Table 4 EST assembly summary statistics

A total of 154,142 reads from the set of 158,877 sequences were clustered due to additional screening criteria applied by the clustering software (PTA (Paracel 2002)). Clustering of the entire sequence set (All Version 2.0) resulted in 23,838 contigs and 27,976 singletons. The largest number of ESTs in a contig was 154 (all_v2.0.14.C13, best hit interferon stimulated gene 15, G. morhua), with an overall average of 5.27 ESTs per contig. The total number of putative transcripts (number of contigs plus number of singletons) identified in All Version 2.0 was 51,814. The average trimmed length for ESTs in this clustering run was 563 bp. This is slightly lower than that for the clustering of 3′ reads alone (591 bp average length) due to the shorter trimmed read lengths for sequences generated from the SSH libraries which were not included in the 3′ clustering. For 3′ reads only, 97,976 reads were included in EST clustering, resulting in 13,448 contigs, 21,746 singletons and a total of 35,194 for the number of putative transcripts. This lower estimate for the number of transcripts in Atlantic cod is probably a better estimate of the actual number of genes in this species, as the overall assembly contains many non-overlapping sequences for clones and transcripts, including both 5′ and 3′ reads from sequencing clones, but also potential internal regions of transcripts generated through SSH sequencing.

Annotation of Sequences

The number of putative transcripts which have a significant BLASTX hit (using 1 × e-5 as the E value cut-off) with an existing entry in the NCBI nr database was 15,873 (30.6%) from the complete sequence set (All Version 2.0) and 8,628 (24.5%) from the 3′ reads only. Both datasets are biased for the 3′ region of transcripts, with the low number of significantly similar sequences likely to be due to the high representation of 3′ UTRs within the sequence generated.

The complete sequence set was annotated using an automated pipeline based on AutoFACT (Koski et al. 2005). This performs sequence searches across multiple databases, combining the results to give a consensus annotation. AutoFACT uses a pipeline for automated annotation that attempts to use corroborating information from multiple sources before assigning an annotation to a sequence. It will also give informative hits greater priority than non-informative hits in the final annotation produced. All singletons and contigs were annotated using this approach. The 3′-only data were used primarily for SNP identification. A bit score of 40 was used as the cut-off value for AutoFACT annotation, allowing the comparison of equivalent hits from different databases. AutoFACT associated informative annotation to 16,258 putative transcripts, with a further 2,090 putative transcripts matching database entries that have no functional annotation attached.

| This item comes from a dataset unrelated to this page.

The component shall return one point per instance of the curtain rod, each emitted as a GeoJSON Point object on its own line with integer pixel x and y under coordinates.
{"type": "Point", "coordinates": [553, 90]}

In total, 2,287 putative transcripts can be assigned to KEGG pathways, with the most frequent assigned name being “ribosome” (312 sequences), “oxidative phosphorylation” (145) and “ubiquitin mediated proteolysis” (114). Similar results are obtained after comparison to the COG dataset, with 2,315 sequences assigned to COG categories, the most frequent meaningful categories being “translation, ribosomal structure and biogenesis” (382 sequences), “posttranslational modification, protein turnover, chaperones” (344) and “energy production and conversion” (136). Sequences have also been assigned to Gene Ontology (GO) categories as follows: 1,047 in the cellular component category with the most frequent being “membrane” (161), “intracellular” (161) and “nucleus” (123); 2,801 in the molecular function category, with “protein binding” (139), “catalytic activity” (131) and “zinc ion binding” (120) the most frequent; and 1,366 for the biological process category, with “transport” (92), “immune response” (91) and “proteolysis” (84) being the most frequent. Annotated sequences can be accessed from the project database (http://ri.imb.nrc.ca/codgene/index.php).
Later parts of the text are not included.